The pin oak refers to a red oak (Genus, Quercus; Section, Lobatae) of the Fagaceae Family. Plants of the Fagaceae family are distinguished from otheres by their simple leaves with pinnate venation, monoecious (i.e. hermaphroditic) reprodcutive capacity, and cupule-shaped fruits. The fruit of Quercus palustris is the acorn, roughly 15,000 of which will be produced by any given Pin Oak each year.

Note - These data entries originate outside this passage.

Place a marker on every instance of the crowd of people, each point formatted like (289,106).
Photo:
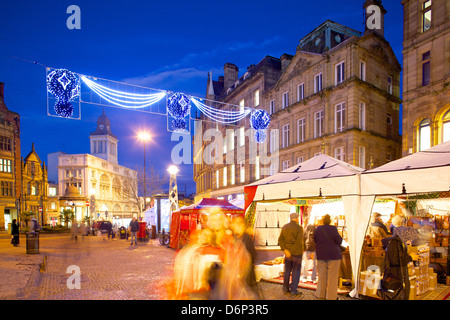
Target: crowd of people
(217,263)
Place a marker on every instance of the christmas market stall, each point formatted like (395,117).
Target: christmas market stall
(195,217)
(321,185)
(409,197)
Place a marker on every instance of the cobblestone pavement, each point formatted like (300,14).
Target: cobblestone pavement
(110,270)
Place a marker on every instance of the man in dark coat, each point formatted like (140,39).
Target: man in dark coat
(397,258)
(291,241)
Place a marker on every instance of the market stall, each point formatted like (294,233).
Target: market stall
(415,188)
(322,185)
(195,216)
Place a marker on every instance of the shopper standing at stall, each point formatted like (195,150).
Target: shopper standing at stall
(329,257)
(291,241)
(134,228)
(310,253)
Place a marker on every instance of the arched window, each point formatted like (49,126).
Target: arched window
(425,135)
(446,127)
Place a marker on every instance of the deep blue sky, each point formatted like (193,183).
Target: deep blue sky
(168,45)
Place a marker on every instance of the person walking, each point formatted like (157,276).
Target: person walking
(310,254)
(15,233)
(329,257)
(134,228)
(291,241)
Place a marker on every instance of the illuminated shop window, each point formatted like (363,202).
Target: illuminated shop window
(446,127)
(424,135)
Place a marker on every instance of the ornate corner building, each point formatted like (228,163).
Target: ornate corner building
(426,74)
(339,94)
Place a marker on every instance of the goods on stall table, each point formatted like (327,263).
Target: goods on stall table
(422,277)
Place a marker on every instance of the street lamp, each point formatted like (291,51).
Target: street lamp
(144,136)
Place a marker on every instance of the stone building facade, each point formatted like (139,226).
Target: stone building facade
(339,95)
(95,184)
(426,60)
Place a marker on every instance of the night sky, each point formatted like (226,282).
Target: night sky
(169,45)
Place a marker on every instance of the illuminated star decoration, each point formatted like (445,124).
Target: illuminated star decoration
(178,106)
(260,120)
(65,86)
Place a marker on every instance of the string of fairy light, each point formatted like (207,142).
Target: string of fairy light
(65,86)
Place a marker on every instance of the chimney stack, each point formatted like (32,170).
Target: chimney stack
(285,61)
(374,17)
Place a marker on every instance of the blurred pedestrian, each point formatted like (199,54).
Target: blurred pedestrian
(291,241)
(309,256)
(82,230)
(329,257)
(74,230)
(15,233)
(240,233)
(134,228)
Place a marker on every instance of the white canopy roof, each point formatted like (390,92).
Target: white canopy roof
(321,175)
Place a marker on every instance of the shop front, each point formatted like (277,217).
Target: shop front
(411,198)
(319,186)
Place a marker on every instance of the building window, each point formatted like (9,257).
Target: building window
(389,119)
(272,169)
(389,86)
(426,72)
(426,15)
(231,140)
(318,82)
(285,136)
(318,124)
(233,174)
(225,144)
(225,178)
(52,191)
(300,91)
(5,165)
(257,169)
(256,98)
(285,100)
(273,140)
(424,135)
(5,143)
(339,153)
(446,127)
(217,179)
(340,72)
(362,116)
(272,107)
(362,157)
(362,71)
(242,171)
(241,136)
(301,123)
(339,123)
(6,188)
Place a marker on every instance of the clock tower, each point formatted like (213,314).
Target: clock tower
(103,142)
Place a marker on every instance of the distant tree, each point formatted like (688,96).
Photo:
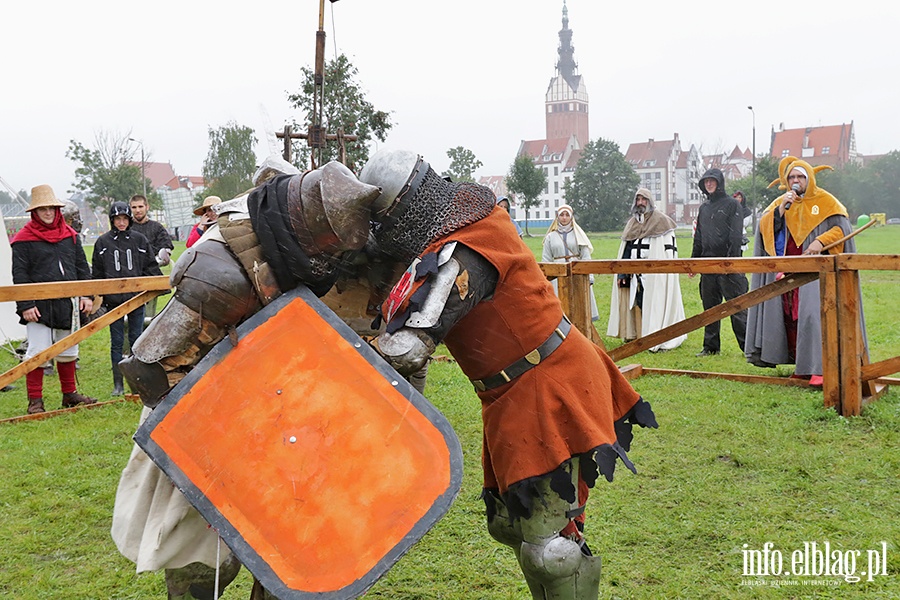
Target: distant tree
(230,161)
(344,110)
(755,189)
(527,181)
(601,189)
(463,164)
(107,172)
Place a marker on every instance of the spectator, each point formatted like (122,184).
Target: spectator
(208,217)
(719,226)
(788,329)
(121,252)
(644,303)
(46,250)
(566,241)
(160,241)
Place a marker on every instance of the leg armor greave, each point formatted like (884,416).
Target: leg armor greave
(555,567)
(213,294)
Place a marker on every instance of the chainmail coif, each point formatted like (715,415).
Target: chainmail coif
(437,208)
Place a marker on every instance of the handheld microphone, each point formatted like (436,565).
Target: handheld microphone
(796,189)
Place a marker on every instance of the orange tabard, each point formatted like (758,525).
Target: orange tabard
(563,407)
(317,463)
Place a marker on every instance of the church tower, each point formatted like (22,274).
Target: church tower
(566,102)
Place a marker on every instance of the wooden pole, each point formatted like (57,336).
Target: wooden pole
(831,364)
(75,337)
(716,313)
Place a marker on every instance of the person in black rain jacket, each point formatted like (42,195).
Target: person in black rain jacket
(121,252)
(719,233)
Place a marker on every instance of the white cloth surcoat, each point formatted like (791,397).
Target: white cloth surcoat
(555,250)
(662,305)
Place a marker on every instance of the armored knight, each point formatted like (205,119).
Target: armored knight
(291,230)
(557,412)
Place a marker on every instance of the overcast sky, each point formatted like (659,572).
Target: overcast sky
(464,73)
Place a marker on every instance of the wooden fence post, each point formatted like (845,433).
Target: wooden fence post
(831,351)
(850,341)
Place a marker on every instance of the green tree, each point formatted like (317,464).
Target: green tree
(108,172)
(601,189)
(463,164)
(527,181)
(756,189)
(344,110)
(230,161)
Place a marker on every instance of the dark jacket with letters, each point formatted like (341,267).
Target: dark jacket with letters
(122,254)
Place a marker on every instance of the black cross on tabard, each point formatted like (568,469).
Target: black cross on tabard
(633,248)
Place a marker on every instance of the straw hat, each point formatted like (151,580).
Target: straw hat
(42,195)
(209,201)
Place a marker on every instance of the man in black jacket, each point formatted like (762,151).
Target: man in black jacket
(159,239)
(46,250)
(720,229)
(121,252)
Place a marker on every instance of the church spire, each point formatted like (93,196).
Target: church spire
(566,65)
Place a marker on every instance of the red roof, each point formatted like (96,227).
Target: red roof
(826,145)
(649,154)
(545,150)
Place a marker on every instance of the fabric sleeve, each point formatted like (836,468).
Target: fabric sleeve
(21,273)
(161,239)
(585,253)
(831,236)
(151,267)
(97,266)
(697,250)
(547,253)
(735,230)
(193,236)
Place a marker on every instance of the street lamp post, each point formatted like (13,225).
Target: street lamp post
(753,172)
(143,176)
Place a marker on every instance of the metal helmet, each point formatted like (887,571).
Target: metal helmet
(120,208)
(330,209)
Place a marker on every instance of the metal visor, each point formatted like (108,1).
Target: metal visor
(316,462)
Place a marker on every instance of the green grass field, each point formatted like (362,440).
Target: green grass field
(733,466)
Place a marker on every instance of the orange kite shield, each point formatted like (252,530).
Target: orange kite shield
(315,461)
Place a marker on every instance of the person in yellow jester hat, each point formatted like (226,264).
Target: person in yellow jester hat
(787,329)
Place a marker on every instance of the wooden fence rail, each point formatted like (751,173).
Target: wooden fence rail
(849,380)
(148,288)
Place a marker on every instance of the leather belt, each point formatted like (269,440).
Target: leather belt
(527,362)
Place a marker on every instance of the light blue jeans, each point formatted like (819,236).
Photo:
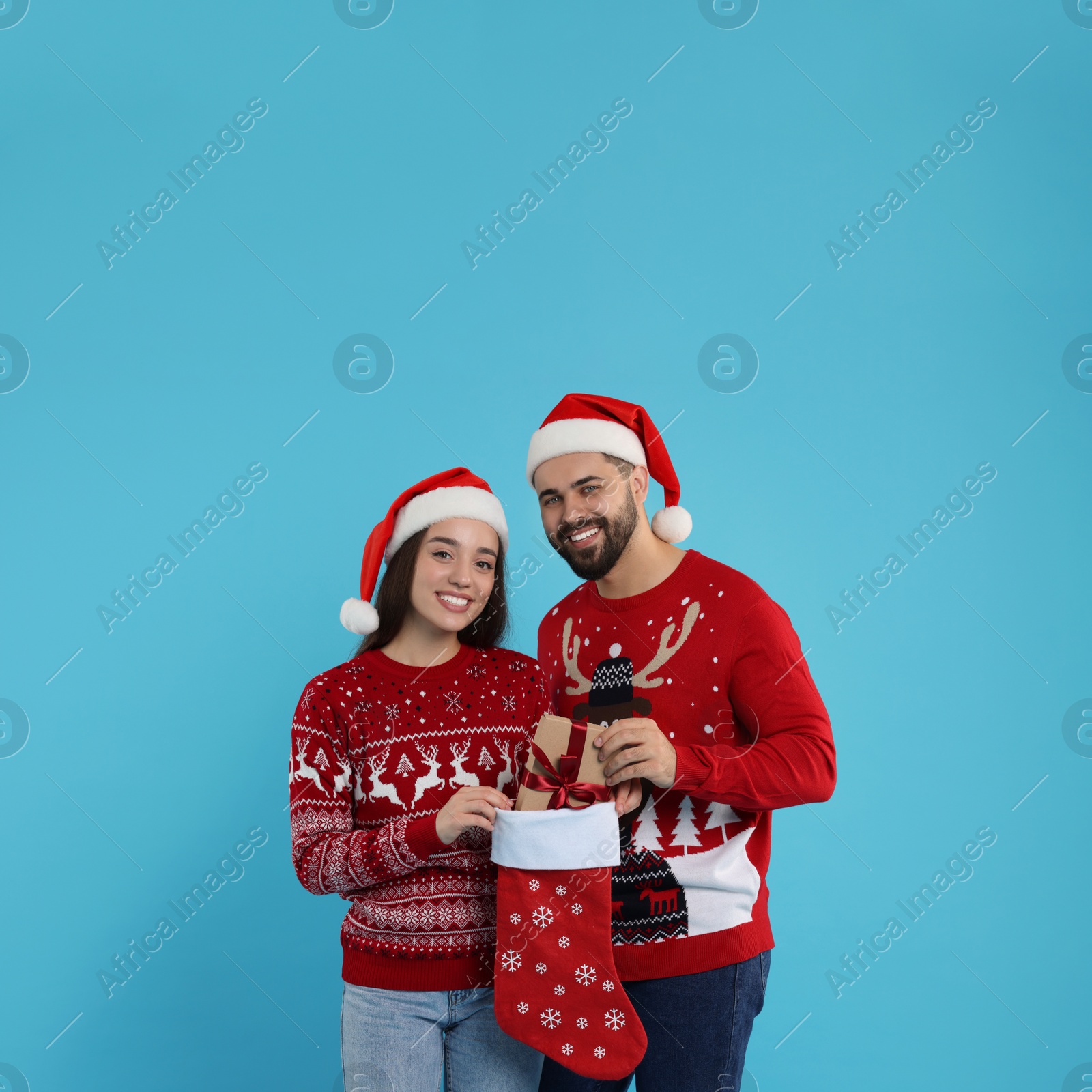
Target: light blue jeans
(403,1041)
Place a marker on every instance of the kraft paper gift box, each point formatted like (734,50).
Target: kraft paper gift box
(551,736)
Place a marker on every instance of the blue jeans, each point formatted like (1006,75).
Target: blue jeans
(403,1041)
(698,1026)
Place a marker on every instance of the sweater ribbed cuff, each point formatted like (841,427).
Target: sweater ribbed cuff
(422,838)
(691,773)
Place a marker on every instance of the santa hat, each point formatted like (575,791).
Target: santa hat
(593,423)
(450,495)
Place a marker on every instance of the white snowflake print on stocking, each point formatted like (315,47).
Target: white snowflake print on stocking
(558,971)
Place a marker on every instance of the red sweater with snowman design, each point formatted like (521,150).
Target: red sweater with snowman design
(377,748)
(717,664)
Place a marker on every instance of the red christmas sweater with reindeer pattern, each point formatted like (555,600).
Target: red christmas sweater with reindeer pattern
(711,659)
(377,748)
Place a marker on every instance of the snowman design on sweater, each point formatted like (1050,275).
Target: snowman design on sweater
(664,851)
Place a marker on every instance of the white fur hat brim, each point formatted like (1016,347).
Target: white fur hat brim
(451,502)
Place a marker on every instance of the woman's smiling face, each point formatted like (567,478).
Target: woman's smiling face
(455,573)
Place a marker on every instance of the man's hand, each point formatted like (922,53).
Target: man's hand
(635,747)
(472,806)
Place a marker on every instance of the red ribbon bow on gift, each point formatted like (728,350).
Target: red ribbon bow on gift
(562,781)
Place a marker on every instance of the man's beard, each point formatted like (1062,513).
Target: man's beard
(615,534)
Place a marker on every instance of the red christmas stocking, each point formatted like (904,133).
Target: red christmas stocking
(555,986)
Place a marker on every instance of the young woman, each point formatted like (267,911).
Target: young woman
(400,759)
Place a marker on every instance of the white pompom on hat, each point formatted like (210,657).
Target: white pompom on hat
(595,423)
(450,495)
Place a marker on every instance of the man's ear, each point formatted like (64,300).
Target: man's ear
(639,483)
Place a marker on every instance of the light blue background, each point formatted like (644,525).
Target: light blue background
(161,380)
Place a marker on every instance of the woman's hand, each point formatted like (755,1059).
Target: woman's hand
(627,796)
(472,806)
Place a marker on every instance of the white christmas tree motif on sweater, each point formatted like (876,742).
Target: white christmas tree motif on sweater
(720,816)
(686,833)
(646,831)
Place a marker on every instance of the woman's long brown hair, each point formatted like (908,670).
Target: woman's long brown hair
(392,602)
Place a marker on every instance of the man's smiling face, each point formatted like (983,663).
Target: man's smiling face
(589,509)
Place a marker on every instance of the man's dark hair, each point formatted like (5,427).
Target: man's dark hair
(392,602)
(624,468)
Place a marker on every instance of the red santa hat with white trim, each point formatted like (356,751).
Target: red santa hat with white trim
(450,495)
(594,423)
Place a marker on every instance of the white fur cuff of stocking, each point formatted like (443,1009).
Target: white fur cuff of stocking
(568,838)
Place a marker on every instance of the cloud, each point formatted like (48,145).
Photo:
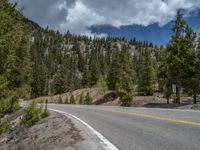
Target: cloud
(79,15)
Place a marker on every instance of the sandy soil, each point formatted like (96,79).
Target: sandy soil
(53,133)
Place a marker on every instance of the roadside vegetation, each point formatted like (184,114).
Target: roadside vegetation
(41,62)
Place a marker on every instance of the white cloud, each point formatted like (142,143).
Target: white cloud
(79,15)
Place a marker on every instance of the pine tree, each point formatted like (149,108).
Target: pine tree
(146,75)
(174,49)
(59,81)
(191,65)
(72,99)
(123,76)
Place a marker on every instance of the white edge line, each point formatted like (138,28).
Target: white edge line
(106,143)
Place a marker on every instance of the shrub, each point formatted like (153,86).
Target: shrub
(88,99)
(72,100)
(60,100)
(66,100)
(9,105)
(81,99)
(45,113)
(31,115)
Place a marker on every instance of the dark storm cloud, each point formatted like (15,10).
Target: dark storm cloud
(79,15)
(46,12)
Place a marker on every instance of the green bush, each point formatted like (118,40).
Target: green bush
(31,115)
(60,100)
(45,113)
(66,100)
(9,105)
(81,99)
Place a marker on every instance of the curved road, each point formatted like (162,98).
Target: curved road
(141,128)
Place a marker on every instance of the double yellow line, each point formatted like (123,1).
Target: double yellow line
(141,115)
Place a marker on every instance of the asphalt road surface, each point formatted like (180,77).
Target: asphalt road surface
(141,128)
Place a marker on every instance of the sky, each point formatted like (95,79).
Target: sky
(100,17)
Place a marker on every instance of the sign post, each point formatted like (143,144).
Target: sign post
(174,91)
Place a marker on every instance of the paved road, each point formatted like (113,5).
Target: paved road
(141,128)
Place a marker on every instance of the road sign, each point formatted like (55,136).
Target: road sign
(174,88)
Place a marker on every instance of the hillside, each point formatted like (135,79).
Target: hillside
(40,62)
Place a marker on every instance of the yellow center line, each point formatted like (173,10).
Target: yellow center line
(141,115)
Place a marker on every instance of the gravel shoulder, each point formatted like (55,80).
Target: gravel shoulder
(57,132)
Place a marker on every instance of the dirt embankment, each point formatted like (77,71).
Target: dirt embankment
(103,97)
(55,132)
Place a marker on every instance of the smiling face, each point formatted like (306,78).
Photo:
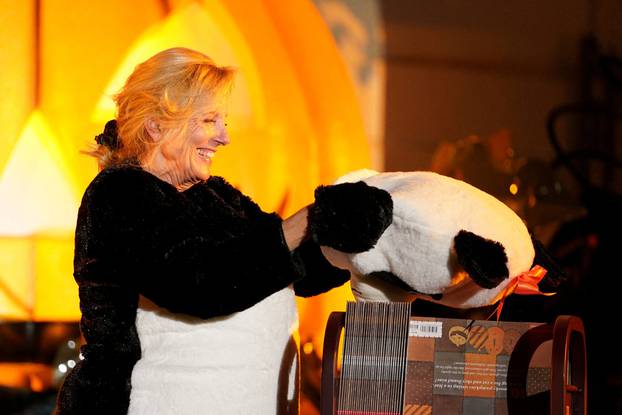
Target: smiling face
(183,156)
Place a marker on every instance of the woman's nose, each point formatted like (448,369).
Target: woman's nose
(223,137)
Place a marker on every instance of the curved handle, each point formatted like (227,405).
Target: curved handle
(334,325)
(569,367)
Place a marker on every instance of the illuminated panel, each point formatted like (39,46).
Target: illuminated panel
(17,81)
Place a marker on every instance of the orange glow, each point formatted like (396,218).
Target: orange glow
(294,122)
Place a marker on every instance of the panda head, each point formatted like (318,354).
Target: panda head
(446,241)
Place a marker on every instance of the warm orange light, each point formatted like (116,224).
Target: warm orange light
(294,121)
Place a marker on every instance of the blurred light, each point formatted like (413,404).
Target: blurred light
(36,384)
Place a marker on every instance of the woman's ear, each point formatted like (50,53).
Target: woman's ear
(153,129)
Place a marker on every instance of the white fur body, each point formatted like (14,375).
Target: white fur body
(428,212)
(245,363)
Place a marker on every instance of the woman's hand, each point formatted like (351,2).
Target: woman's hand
(295,228)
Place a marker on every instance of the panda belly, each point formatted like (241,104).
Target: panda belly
(245,363)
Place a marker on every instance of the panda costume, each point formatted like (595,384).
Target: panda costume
(445,241)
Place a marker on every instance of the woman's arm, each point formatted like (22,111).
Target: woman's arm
(203,261)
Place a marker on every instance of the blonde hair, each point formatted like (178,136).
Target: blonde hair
(171,87)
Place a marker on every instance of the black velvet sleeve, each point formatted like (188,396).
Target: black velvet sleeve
(204,260)
(319,275)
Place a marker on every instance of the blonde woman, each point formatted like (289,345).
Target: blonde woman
(186,286)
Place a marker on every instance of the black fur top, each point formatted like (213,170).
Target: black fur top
(206,252)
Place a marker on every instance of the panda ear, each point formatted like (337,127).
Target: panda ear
(484,260)
(554,274)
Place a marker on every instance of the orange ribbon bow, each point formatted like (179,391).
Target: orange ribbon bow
(523,284)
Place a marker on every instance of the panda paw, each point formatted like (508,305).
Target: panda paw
(350,217)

The pin oak is also deciduous, meaning that it will abscise, or shed, its leaves each fall after dropping its zygote-bearing acorns. Oaks undergo abscission for a number of reasons; the pin oak does so to conserve water and nutrients during the drier seasons. A majority of water and nutrients taken up by the tree's vascular transport tissues are absorbed by the leaves, and the process demands incredible energy expenditure.
Relative to other deciduous trees, the pin oak is medium-sized at maturity, reaching a full height of 18–22 meters. The trunk's diameter (base) can reach 1 meter and only rarely exceeds this size. My pin oak measures 22.3 meters in height, placing it among the tallest; trunk diameter is 0.79 meters. Growth proceeds slowly for the first 20 years - around the time acorn production begins - and thereafter accelerates markedly.